A UEFA tem sido uma crítica vocal de Infantino e a Federação Inglesa de Futebol também retirou o seu apoio ao presidente da FIFA.
"Este é um problema criado pela própria FIFA. Isto é uma ferida autoinfligida. A organização carregou no botão de autodestruição e as consequências disso refletem-se agora nas soluções que é preciso encontrar. Não acho que a FIFA deva alguma vez ponderar vender uma participação no Mundial. São uma organização sem fins lucrativos. Devem realmente guardar essa competição em confiança para o futuro do futebol", afirmou Masters à BBC.

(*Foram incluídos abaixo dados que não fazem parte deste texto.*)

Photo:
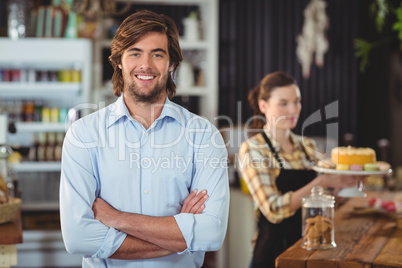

"Acho que é uma má ideia e a FA tomou a posição correta em relação ao Gianni", acrescentou.
Quanto a um possível rival de Infantino, que se recandidata no próximo ano, Masters disse: "Penso que um candidato de unidade emergente deve incluir na sua agenda a reforma da FIFA e, talvez, até a reforma do papel do presidente e da forma como este interage com essas questões".